= Claude Dénéchau =

Canadian politician

Claude Dénéchau (March 8, 1768 - October 30, 1836) was a businessman and political figure in Lower Canada.

He was born in Quebec City in 1768, the son of surgeon Jacques Dénéchaud. He went into business with his brother Pierre at Quebec, later entering the import-export on his own. In 1800, he married Marianne-Josette, the daughter of seigneur Jacques-Hyacinthe Simon, dit Delorme. In the same year, he became a member of the Freemasons. After her death, he married Adélaïde, the daughter of Louis Gauvreau in 1807. In 1808, he was named justice of the peace for Quebec district.
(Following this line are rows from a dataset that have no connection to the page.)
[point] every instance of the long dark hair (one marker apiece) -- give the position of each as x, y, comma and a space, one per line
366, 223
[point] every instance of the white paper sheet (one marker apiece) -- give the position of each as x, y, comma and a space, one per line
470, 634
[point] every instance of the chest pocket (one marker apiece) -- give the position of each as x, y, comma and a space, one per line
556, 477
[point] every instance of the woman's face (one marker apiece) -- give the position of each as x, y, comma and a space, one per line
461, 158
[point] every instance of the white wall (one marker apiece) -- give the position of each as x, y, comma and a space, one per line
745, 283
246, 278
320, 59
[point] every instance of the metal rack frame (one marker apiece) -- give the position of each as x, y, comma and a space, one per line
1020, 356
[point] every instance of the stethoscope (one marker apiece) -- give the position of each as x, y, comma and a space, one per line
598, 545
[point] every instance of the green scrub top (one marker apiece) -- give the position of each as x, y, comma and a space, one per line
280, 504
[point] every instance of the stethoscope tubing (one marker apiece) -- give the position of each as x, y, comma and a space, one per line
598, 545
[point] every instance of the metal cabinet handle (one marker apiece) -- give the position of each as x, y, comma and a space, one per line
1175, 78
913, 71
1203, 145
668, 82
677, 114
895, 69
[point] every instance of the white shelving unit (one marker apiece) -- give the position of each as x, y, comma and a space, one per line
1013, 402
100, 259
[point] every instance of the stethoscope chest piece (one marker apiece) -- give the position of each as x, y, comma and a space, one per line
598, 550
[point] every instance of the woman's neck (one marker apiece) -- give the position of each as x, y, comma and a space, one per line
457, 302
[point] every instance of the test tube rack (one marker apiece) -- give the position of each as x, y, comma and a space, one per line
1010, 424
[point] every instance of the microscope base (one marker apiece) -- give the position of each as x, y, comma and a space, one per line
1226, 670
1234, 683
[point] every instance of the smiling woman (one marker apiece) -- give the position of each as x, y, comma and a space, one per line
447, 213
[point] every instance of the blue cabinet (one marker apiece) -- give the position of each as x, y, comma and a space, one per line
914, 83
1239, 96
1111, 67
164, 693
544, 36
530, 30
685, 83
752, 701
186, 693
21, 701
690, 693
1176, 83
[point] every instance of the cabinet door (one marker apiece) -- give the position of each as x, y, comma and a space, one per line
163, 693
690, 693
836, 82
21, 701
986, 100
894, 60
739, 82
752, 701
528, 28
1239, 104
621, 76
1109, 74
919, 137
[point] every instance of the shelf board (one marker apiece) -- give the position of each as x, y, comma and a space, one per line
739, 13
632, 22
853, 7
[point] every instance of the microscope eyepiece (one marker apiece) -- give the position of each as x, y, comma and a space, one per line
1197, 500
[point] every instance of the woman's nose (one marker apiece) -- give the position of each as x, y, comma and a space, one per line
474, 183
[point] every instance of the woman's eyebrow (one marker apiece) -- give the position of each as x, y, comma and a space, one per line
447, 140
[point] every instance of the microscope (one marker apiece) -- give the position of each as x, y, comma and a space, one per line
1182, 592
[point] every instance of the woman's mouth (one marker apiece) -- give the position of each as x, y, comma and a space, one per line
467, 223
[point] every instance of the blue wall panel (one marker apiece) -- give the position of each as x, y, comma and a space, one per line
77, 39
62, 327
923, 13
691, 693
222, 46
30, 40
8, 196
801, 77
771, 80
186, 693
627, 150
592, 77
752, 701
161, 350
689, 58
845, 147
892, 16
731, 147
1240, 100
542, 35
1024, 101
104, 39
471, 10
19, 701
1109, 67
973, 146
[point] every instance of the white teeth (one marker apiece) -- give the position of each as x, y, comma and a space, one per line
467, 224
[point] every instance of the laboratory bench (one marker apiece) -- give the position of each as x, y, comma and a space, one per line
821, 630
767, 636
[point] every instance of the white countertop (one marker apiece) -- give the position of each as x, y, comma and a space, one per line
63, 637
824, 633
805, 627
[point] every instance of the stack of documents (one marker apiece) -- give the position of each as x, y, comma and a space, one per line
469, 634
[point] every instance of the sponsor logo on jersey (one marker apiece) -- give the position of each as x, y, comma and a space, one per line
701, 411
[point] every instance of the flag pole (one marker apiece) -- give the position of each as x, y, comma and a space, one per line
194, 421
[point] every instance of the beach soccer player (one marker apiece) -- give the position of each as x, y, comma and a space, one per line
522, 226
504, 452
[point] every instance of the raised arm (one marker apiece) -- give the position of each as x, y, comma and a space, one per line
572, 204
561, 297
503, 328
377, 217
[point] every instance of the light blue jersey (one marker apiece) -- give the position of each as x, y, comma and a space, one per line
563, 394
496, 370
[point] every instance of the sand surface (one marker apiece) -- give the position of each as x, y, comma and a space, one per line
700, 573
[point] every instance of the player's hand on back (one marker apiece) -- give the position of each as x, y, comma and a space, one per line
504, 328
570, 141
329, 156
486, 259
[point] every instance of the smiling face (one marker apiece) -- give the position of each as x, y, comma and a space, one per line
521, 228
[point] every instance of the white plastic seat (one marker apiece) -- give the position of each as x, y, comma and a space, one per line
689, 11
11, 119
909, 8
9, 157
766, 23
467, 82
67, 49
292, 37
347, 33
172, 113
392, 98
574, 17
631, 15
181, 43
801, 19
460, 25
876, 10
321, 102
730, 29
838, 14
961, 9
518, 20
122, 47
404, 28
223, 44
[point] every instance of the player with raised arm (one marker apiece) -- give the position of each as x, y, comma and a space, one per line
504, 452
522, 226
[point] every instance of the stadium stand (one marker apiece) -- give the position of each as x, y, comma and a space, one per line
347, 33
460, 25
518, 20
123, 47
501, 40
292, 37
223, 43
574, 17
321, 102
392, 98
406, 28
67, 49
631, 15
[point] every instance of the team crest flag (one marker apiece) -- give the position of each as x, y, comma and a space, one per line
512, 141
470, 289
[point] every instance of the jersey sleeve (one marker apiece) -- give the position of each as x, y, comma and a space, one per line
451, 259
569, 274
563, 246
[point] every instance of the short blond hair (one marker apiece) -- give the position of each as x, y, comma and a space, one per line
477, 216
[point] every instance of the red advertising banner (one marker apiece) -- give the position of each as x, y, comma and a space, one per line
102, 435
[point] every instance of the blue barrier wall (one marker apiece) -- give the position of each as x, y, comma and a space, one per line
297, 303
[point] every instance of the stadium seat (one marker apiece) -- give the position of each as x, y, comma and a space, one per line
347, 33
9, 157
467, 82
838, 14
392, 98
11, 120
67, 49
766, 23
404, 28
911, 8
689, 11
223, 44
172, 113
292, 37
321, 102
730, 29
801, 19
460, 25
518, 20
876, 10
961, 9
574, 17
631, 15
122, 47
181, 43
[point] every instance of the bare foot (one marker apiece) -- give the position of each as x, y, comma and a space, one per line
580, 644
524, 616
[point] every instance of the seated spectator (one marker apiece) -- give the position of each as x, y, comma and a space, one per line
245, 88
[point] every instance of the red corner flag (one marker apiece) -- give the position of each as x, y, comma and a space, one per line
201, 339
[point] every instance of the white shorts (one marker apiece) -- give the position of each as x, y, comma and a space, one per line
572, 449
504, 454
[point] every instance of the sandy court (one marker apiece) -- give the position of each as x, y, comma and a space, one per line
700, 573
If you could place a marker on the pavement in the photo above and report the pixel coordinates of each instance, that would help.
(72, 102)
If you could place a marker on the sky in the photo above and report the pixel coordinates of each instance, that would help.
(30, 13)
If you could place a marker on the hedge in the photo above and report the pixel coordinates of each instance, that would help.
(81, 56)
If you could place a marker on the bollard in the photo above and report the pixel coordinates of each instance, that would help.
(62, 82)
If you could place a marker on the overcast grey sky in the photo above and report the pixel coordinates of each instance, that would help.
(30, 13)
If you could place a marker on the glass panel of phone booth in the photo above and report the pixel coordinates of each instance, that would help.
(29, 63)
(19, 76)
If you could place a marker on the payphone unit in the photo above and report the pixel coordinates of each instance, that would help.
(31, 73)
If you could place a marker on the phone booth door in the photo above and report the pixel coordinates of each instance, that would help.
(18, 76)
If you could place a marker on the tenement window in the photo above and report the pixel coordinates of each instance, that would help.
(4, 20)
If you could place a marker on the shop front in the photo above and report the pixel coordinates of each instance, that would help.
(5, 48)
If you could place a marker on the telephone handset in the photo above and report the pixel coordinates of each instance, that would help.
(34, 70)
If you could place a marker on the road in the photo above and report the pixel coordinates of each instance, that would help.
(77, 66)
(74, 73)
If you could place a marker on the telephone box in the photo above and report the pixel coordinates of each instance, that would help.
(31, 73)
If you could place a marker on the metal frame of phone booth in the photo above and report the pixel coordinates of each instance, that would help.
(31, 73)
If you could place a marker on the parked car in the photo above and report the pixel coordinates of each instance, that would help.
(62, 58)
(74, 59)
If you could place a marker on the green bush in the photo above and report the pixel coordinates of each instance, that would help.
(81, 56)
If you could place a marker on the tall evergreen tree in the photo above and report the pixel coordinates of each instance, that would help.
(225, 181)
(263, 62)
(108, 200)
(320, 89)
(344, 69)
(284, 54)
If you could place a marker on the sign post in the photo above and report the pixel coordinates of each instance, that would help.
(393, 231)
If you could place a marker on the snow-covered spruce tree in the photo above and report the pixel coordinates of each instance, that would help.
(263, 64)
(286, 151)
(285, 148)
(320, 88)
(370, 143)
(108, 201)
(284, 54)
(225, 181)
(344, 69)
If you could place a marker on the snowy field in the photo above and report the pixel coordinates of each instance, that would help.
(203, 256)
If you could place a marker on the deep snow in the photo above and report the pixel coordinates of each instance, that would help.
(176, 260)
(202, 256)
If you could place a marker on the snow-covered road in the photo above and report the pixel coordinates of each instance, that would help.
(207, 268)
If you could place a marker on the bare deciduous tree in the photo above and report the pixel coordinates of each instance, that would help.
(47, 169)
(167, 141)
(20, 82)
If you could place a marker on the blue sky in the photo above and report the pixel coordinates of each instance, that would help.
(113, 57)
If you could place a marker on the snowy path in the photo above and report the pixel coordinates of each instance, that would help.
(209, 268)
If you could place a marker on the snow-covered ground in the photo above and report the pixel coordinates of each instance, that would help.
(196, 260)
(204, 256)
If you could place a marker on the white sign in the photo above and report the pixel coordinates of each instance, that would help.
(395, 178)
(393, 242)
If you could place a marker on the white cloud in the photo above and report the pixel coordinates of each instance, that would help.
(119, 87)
In the same year, he was elected to the Legislative Assembly of Lower Canada for the Upper Town of Quebec and represented it in the assembly as a member of the English party until July 1820. He was a captain in the local militia during the War of 1812, becoming lieutenant-colonel in 1828. In 1813, he leased the seigneury of Bellechasse from the nuns of the Hôpital Général of Quebec and settled at the manor house at Berthier. He became a partner in a toll bridge across the Rivière du Sud in 1818. He served as commissioner for the trial of small causes at Berthier and was also president of the Quebec Fire Society. Dénéchau was a member of the freemasons and became provincial grand master for the districts of Quebec and Trois-Rivières in 1820. He was secretary-treasurer of the Union Company of Quebec, which operated the Union Hotel at Quebec.

He died of a stroke at Berthier in 1836. During the last year of his life, he had renounced freemasonry and he was buried in the local church.

His daughter Eulalie-Antoinette married physician Marc-Pascal de Sales Laterrière and his daughter Zoé-Louise married physician Olivier Robitaille, who later became a mayor of Quebec City.